Re: [git pull] drm for 5.14-rc1

2021-09-18 Thread Linus Torvalds
On Sat, Sep 18, 2021 at 3:00 PM Sudip Mukherjee
 wrote:
>
> Its still there. I am seeing it every night. This was from last night
> - https://lava.qa.codethink.co.uk/scheduler/job/164#L1356

Note that that web server is not available at least to me.  Looks like
some internal name or limited dns, I just get

lava.qa.codethink.co.uk: Name or service not known

so your reports aren't getting a lot of traction.

 Linus


Re: [git pull] drm for 5.14-rc1

2021-09-18 Thread Linus Torvalds
On Sat, Sep 18, 2021 at 1:13 PM Michael Stapelberg
 wrote:
>
> > Michael - do things work if you revert those two (sadly, they don't
> > revert cleanly exactly _because_ of the other changes in the same
> > area)?
>
> Reverting only 9984d6664ce9 is not sufficient, but reverting both
> 9984d6664ce9 and 411efa18e4b0 does indeed make my Raspberry Pi 3 boot
> again!

Since you did those reverts and fixed up the conflicts, would you mind
sending out the resulting patch so that maybe Sudip can test it too?

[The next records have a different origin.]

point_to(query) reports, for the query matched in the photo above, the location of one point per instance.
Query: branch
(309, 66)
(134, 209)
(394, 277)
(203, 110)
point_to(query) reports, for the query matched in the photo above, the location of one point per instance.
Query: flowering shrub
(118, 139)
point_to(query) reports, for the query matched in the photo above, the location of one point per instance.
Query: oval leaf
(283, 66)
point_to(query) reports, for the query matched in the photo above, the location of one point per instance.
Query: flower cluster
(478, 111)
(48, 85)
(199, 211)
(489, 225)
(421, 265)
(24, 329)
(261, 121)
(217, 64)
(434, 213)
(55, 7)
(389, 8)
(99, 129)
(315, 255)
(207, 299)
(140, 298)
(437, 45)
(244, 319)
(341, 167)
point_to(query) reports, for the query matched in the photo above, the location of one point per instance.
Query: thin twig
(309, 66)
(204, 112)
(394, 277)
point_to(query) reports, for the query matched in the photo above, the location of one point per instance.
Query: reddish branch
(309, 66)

Maybe the RPi4 hdmi audio issues are related to the RPi4 hdmi problems
despite the symptoms apparently being rather different..

  Linus


Re: [git pull] drm for 5.14-rc1

2021-09-18 Thread Sudip Mukherjee
Hi Linus,

On Sat, Sep 18, 2021 at 8:24 PM Linus Torvalds
 wrote:
>
> On Sat, Sep 18, 2021 at 2:18 AM Michael Stapelberg
>  wrote:
> >
> > torvalds at linux-foundation.org (Linus Torvalds) writes:
> > > Did I fix it up correctly? Who knows. The code makes more sense to me
> > > now and seems valid. But I really *really* want to stress how locking
> > > is important.
> >
> > As far as I can tell, this merge conflict resolution made my Raspberry
> > Pi 3 hang on boot.
>
> Ok, that's a different merge issue than the locking one (which is
> about the amd ttm code).
>
> But the VC4 driver did have changes close to each other in the hdmi
> detection and clock setting code.
>
> And it doesn't seem to be just RPi3, there was a report back a couple
> of weeks ago about RPi4 also having regressed (with an Ubuntu
> install). That one was an oops in vc4_hdmi_audio_prepare(). I don't
> know if that got resolved, I heard nothing about it after the report.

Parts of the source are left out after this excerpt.